The farming community of Rice Township numbers this gentleman among its most worthy citizens, one eminently worthy of representation in a work designed to commemorate the deeds of the early residents of Jo Daviess County. Many of them were from a foreign land, and right nobly have they contributed to the development of the Prairie State. A native of Hereford, England, Mr. Morris was born July 4, 1829, and had but limited educational advantages. He was trained to habits of industry and economy, but at an early period of his existence began to experience ambitions, which he feared would never be realized upon his native soil.
Young Morris lived in England until a man of twenty-seven years; then set out for the land of promise on the other side of the Atlantic, sailing in May, 1856. After landing in New York City he emigrated to a point in the vicinity of Albany, where he worked on a farm for a time, then set out for the embryo town of Chicago, Ill.

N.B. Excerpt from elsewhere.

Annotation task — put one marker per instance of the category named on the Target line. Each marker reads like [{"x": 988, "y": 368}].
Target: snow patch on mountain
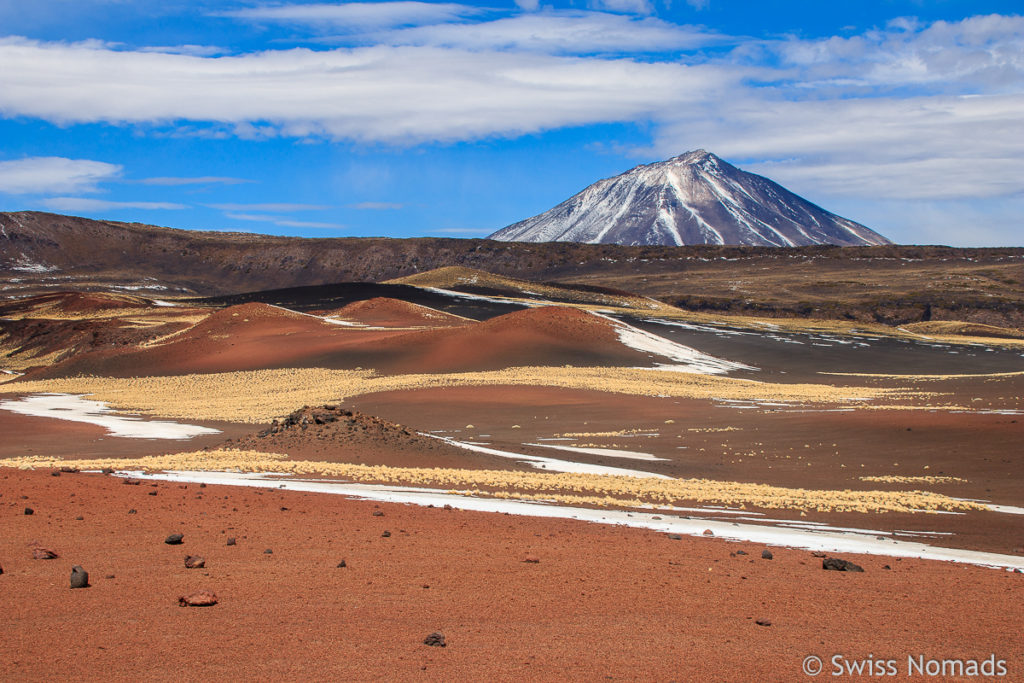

He did not sojourn there very long, however, but pushed farther westward to this county, and since that time has been a resident of Rice Township.
In this county, as before, Mr. Morris followed pursuits in the employ of others for two years, then rented a tract of land and commenced business for himself. He operated this about twenty-three years, then coming to this county purchased the first eighty acres of his present farm of a homesteader, and later added to his estate until he now has 360 acres. After his arrival in this county he was married, March, 1859, to Miss Frances Gehmnel, who was born in Switzerland, Feb. 26, 1837. She came to America in 1857, and first met her future husband in Galena. Of their union there were born nine children, all of whom are living: William is unmarried and employed on the railroad; Lydia is the wife of James Eustace, a miner by occupation; George is at home; Mary lives with her parents; Charles is still pursuing his studies in the district school. John, Henry, Matilda, and Edward remain with their parents at home.
Farming has been the life-long occupation of our subject, and one which he has followed very successfully. He bears an excellent reputation among his neighbors and is a consistent member of the Methodist Episcopal Church. His excellent wife adheres to the Catholic faith of her forefathers. Mr. M. uniformly votes the Republican ticket, and although he has no political aspirations, consents to serve in the minor offices, being Road Commissioner and holding other positions of trust. He takes great satisfaction in the fact that he enjoyed the acquaintance of Gen. Grant before his army career had made him famous.